Como a Roma, son varios los caminos que conducen a la creación de un gran libro. Puede el autor, por ejemplo, proponerse escribir una obra maestra. Si se llama Joyce, Proust o Mann, puede, tras invocar a sus númenes, plantearnos profundas reflexiones sobre la memoria, el arte o la posmedernidad y el resultado se acercará bastante a la obra maestra. Por otra parte, el autor puede optar por olvidarse de la posteridad y escribir pensando en su público inmediato y en uno mismo. En ese caso, si tiene el talento suficiente, le bastará con llamarse Hernández, evocar el barrio donde creció y refocilarse en un culebrón de aquí te espero.
En este segundo volumen continúan las desventuras amorosas y las borracheras que, en Locas 1, nos deleitaban y, en lo que nos toca, nos hacían subir los colores. Locas 2, sin embargo, se centra mucho más en los personajes de Hopey Glass y, sobre todo, Maggie Chascarrillo, esa pareja de, sí, locas, con su relación de montaña rusa que ahora sube y ahora cae en picado.
Es probable que, a medida que publicaba estas historias en pequeñas entregas, Jaime Hernández se diera cuenta de que lo que tenía entre manos era más grande de lo que se había propuesto. Quizá sintió que sus personajes cobraban vida propia y reivindicaban aún más protagonismo en detrimento de la desbordante fantasía que podía chocarnos en la primera parte. Así, algunos de los elementos más llamativos y -vaya, otra vez- locos del primer volumen, a saber, los cohetes, los dinosaurios y el señor con cuernos, apenas aparecen, y de manera testimonial, en un par de escenas. Como todos los que alguna vez hemos tenido veinte años, Hernández debió de llegar a la conclusión de que la vida de los chicanos en California y el mundo de las luchadoras de wrestling ofrece suficientes elementos sobradamente capaces de entretener, asombrar y evocar.
Nadie debería, pues, ver en esa desaparición de cohetes y dinosaurios una falta de coherencia o un pecado de improvisación. A mi juicio, la grandeza de la serie Locas radica, entre otras cosas, en ver cómo no sólo los personajes, sino el propio autor, evoluciona y madura con nosotros. Crecemos (o nos gustaría haber crecido) con Maggie, y sentimos que vamos conociendo junto a ella a los nuevos personajes que irrumpen en su vida. Entre estos destacan Danita y, sobre todo, Ray Dan, un chico que dejó el barrio para irse a la uni y acaba de regresar presuntamente licenciado.

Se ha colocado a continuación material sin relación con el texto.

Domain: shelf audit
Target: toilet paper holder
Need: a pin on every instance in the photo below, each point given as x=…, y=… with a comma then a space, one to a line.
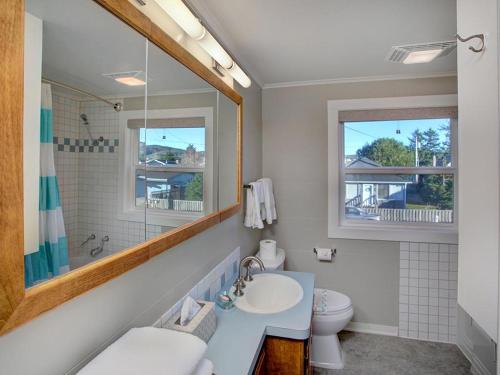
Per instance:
x=334, y=251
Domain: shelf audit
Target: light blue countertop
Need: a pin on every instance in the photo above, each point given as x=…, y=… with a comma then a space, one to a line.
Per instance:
x=235, y=345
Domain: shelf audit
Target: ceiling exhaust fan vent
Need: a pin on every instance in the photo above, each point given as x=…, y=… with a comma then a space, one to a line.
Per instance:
x=398, y=54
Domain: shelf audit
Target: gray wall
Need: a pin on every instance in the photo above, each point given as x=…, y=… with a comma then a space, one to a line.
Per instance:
x=61, y=339
x=295, y=157
x=475, y=343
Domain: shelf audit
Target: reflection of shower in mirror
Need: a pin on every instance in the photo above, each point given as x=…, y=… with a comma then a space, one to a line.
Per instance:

El libro continúa con esa estructura de capítulos aparentemente deslavazados y sin un hilo narrativo claramente definido que caracterizaba ya al primer volumen. Esta estructura, que sin duda debe mucho al culebrón televisivo, sirve perfectamente a los intereses de Hernández y le permite insertar episodios que son, por sí mismos, pequeñas obras maestras de la narrativa gráfica, como el capítulo “Moscas en el techo”.
Locas 2 es la prueba tangible de que aquellas horas que pasamos sentados en un banco comiendo pipas, encerrados en nuestra habitación mirando al techo, o buscando pelea a la salida de la discoteca no fueron horas desperdiciadas: Hernández las ha convertido en arte.